Dawes has been described in the past as a band that provides a “dynamic live experience.” How do you guys intend to bring this type of energy into your Black Sabbath set?
There are so many moments for us to take these songs beyond the recordings we all know them as. After all, the album is 40 minutes but our set time is way longer than that. We wanna stretch out as much as we can where it feels natural and appropriate.
In 2015, you said in an interview with Glide Magazine that the Grateful Dead have “arguably the most committed and unique fans a band could ever ask for.” What is it like for you to be playing at LOCKN’ Farm, a venue that has had deep roots within the entire Grateful Dead community?
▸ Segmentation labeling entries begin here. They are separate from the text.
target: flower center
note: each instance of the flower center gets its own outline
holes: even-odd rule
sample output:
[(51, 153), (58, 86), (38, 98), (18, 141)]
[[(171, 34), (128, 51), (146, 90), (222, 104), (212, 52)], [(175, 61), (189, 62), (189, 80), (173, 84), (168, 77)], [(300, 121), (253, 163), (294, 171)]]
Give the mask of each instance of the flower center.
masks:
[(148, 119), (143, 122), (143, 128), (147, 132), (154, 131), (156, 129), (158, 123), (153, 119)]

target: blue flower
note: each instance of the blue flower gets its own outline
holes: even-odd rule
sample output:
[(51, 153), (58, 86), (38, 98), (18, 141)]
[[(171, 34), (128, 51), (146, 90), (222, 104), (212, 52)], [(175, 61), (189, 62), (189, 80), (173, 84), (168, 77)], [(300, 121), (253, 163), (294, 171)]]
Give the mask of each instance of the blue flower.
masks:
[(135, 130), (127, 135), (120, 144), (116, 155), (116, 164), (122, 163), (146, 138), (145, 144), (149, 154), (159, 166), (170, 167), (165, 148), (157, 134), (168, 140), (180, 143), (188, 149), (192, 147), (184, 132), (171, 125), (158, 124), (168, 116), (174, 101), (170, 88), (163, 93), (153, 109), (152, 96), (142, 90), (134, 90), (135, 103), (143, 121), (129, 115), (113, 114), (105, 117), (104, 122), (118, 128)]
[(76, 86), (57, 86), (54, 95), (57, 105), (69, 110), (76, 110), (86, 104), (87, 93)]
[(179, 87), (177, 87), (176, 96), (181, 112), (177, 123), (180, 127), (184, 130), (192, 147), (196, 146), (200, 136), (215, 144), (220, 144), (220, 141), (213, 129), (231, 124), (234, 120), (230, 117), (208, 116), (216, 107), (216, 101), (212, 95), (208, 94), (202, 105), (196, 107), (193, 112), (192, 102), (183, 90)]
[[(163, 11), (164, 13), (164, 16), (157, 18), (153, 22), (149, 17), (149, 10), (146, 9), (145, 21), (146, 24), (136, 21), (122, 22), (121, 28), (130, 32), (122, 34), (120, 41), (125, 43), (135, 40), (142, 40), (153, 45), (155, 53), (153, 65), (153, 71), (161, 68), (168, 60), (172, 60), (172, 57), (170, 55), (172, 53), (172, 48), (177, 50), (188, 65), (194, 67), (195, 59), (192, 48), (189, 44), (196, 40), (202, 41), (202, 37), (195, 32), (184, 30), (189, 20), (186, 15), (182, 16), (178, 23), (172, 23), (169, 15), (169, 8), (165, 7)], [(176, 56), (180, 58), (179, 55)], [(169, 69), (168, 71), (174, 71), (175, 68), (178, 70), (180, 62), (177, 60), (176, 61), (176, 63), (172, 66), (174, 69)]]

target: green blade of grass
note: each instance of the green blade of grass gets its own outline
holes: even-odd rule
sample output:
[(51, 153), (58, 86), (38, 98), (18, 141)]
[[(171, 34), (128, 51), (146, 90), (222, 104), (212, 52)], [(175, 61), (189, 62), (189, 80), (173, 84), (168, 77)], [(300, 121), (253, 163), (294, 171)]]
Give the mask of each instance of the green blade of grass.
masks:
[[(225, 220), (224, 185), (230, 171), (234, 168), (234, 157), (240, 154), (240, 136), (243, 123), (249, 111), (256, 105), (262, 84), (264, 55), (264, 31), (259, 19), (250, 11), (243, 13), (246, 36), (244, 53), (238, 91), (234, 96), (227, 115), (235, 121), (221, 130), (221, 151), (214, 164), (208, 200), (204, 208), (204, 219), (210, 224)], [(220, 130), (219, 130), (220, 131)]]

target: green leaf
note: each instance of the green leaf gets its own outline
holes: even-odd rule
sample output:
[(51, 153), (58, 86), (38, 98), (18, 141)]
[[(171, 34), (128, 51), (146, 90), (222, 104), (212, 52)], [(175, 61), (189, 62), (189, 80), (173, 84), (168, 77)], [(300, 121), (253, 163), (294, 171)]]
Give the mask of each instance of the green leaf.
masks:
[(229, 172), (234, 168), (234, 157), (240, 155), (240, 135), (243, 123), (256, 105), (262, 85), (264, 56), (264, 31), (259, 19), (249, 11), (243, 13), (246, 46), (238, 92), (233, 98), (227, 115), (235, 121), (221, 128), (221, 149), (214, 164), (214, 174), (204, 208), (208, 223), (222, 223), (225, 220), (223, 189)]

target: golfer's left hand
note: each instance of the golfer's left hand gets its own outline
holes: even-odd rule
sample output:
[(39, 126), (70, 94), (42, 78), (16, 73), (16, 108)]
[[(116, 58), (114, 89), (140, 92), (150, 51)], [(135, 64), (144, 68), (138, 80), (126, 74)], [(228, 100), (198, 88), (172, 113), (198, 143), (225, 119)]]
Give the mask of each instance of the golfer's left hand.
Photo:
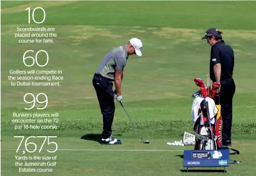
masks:
[(118, 102), (121, 101), (122, 99), (122, 95), (117, 96), (117, 97), (116, 98), (116, 100), (117, 100)]

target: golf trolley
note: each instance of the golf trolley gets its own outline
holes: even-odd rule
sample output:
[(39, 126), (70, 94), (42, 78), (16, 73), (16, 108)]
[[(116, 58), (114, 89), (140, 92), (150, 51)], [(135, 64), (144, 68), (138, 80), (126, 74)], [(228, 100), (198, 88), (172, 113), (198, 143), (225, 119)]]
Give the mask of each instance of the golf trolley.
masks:
[[(185, 132), (183, 142), (195, 146), (193, 150), (184, 150), (183, 166), (187, 172), (189, 167), (223, 167), (225, 172), (230, 164), (240, 162), (229, 157), (230, 154), (239, 154), (238, 151), (222, 146), (220, 84), (214, 82), (210, 86), (209, 75), (207, 86), (199, 78), (194, 81), (200, 87), (200, 90), (192, 95), (195, 98), (192, 108), (194, 134)], [(230, 154), (229, 149), (235, 152)]]

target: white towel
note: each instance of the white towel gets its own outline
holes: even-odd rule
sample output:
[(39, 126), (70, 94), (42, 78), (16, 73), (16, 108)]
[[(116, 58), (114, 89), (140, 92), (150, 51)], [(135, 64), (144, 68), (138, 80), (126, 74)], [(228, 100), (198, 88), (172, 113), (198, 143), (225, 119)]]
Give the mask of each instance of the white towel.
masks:
[[(200, 116), (198, 115), (198, 111), (200, 108), (200, 104), (202, 101), (204, 100), (204, 98), (197, 97), (194, 101), (192, 106), (192, 118), (193, 121), (195, 123), (197, 118)], [(216, 107), (214, 100), (209, 97), (205, 98), (205, 101), (208, 101), (208, 109), (209, 109), (210, 119), (211, 119), (211, 123), (214, 124), (215, 119), (214, 116), (216, 115), (218, 112), (218, 109)]]
[(209, 97), (205, 98), (205, 101), (208, 101), (208, 109), (209, 109), (210, 119), (211, 123), (214, 124), (215, 119), (213, 119), (218, 113), (218, 108), (217, 108), (214, 100)]

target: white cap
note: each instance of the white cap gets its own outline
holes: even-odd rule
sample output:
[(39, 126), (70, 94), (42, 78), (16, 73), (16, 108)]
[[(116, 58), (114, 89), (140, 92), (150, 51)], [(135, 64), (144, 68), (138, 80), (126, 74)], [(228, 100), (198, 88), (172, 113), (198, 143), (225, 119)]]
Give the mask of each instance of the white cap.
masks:
[(132, 38), (130, 40), (130, 43), (135, 49), (136, 54), (139, 56), (142, 56), (141, 50), (142, 49), (142, 42), (140, 40), (137, 38)]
Can we hope for a Dead cover over the weekend?
The Grateful Dead community has a better sense than anyone that songs are living things. What can fall flat one night can be the ultimate highlight the next night. It all depends on how much you’re willing to risk. Which sometimes feels impossible if the audience isn’t able to meet you there. The LOCK’N farm seems to be full of music fans that understand this inherently, which makes any band they’re experiencing way better than they could ever be otherwise. We can’t wait to play on the Farm and hope it’s the first of a great many.
I think us playing a Dead song is always possible! We have plenty in our back pocket at all times. For a while, we were playing Jerry’s version of “I’ll Take A Melody” at a bunch of shows and it could be fun to bring it back out.